生命維持のための呼吸、すなわち周期性呼吸 (tidal respiration)は、主に換気(肺器官への空気の出し入れ)の必要性によって駆動されてる。しかしながら、時には、呼吸器の作用が一時的に調整されるような、特殊な呼吸作用 (special acts of respiration)が優先されることがある。

VENTILATION 
換気

換気は、酸素を体内に送り込み、二酸化炭素を体外に排出するガス交換という生命維持のためのプロセスである。ガス交換は、肺胞レベル(いわゆる外呼吸)と、組織または細胞レベル(いわゆる内呼吸)で行われる。

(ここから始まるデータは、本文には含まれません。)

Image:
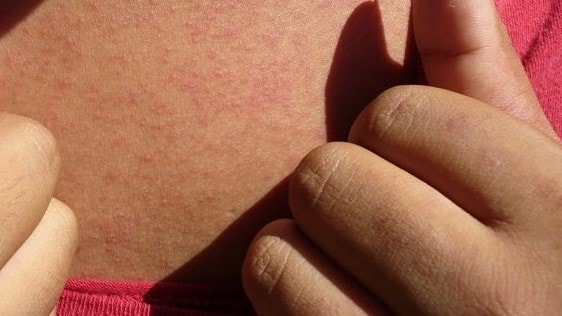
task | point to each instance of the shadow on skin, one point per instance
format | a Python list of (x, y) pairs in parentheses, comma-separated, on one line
[(361, 69), (13, 11)]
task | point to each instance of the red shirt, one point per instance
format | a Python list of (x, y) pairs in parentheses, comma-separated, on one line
[(536, 29)]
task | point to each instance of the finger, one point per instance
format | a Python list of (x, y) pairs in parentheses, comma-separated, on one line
[(474, 154), (32, 281), (29, 165), (284, 274), (402, 239), (465, 48)]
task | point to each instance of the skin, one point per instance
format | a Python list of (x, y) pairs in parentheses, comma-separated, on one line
[(171, 113), (433, 206), (39, 234), (176, 126)]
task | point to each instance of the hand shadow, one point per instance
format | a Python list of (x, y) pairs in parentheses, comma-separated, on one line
[(361, 69), (14, 11)]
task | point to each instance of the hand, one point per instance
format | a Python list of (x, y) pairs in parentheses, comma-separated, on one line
[(449, 200), (38, 234)]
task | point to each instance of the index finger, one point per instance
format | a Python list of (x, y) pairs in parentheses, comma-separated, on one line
[(465, 48)]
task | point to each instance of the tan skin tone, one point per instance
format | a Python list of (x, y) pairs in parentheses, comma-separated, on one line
[(445, 201), (175, 118), (170, 134)]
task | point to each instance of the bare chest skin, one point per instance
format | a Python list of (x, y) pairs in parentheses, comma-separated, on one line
[(178, 121)]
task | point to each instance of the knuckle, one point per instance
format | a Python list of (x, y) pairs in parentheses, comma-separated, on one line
[(396, 110), (266, 264), (316, 183)]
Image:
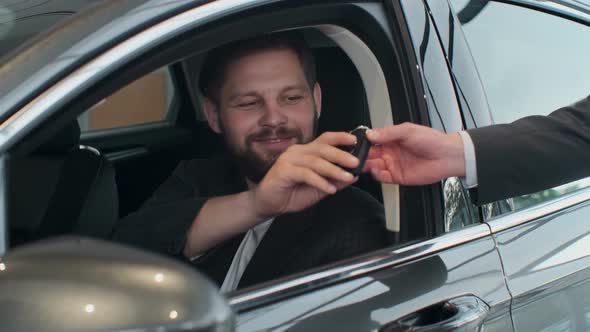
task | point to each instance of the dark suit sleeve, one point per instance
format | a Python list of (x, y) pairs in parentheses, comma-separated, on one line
[(533, 153), (162, 223), (349, 224)]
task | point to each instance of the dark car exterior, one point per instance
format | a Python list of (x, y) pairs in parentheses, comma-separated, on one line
[(520, 264)]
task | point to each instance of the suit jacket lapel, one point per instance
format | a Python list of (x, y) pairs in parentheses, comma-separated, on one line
[(284, 234)]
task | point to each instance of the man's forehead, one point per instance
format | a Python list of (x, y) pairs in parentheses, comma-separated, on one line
[(269, 71)]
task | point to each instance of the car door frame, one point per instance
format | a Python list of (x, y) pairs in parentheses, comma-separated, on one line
[(535, 280), (391, 262)]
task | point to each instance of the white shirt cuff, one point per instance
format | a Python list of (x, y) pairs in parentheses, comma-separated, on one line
[(470, 179)]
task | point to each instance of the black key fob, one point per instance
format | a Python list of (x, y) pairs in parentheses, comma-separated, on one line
[(360, 149)]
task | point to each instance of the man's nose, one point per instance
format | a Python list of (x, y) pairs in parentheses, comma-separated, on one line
[(273, 115)]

空気(ほぼ21%の酸素を含んでいる)は肺胞に送られ、そこで酸素が血流に入り全身を通じて組織に運ばれる。組織は、血液から酸素を吸収し、代謝の副産物である二酸化炭素を血液に戻す。二酸化炭素を多く含んでいる血液は、最終的に肺胞に達し、そこで過剰な二酸化炭素は放出されて、新たな酸素が取り入れられ、このサイクルが繰り返される。ガス交換が生じる割合は、体の代謝要求によって決まる。代謝要求が高くなると、より多くの酸素が必要とされ、より多くの二酸化炭素が発生する。代謝要求は、エクササイズ、摂食と精神活動など多くの可変部分によって増加する。

p. 65

 

AEROMECHANICAL EVENTS 
空気力学現象

安静時周期性呼吸 (Resting tidal respiration)は、比較的規則的な吸気-呼気パターンとなる。吸気は、呼吸器の安静時レベルから始まる。続いて空気は呼吸器官に流れ込み、肺気量は増加する。呼気は周期性吸気終末 【訳注:吸い終わったところ】から始まり、肺の圧縮と肺胞内圧の上昇によって生じる。その後、空気が流出し、 肺気量は肺胞内圧の減少に伴い減少する。


<新生児のように吸ってはいけない>

私は、歌唱教師が生徒に「新生児のように息を吸いなさい」と教えるのを聞いたことがあります。 後天的な悪い習慣に染まらない「自然な」呼吸が、歌手のあるべき姿だと言いたいのでしょう。歌い手に言ってはいけないことベスト10を作るとしたら、「新生児のように息を吸って」はその中に入るでしょう。新生児は寝転がって呼吸していますが、直立しているときには全く異なる呼吸をします。新生児の仰向け姿勢での観察は、成人の直立姿勢での力学的環境とは関係がありません。実際、直立姿勢で呼吸器が最もよく働く方法とは逆になっています。だから、先生から「新生児のように息を吸いなさい」と言われても、丁寧に微笑んで無視しましょう。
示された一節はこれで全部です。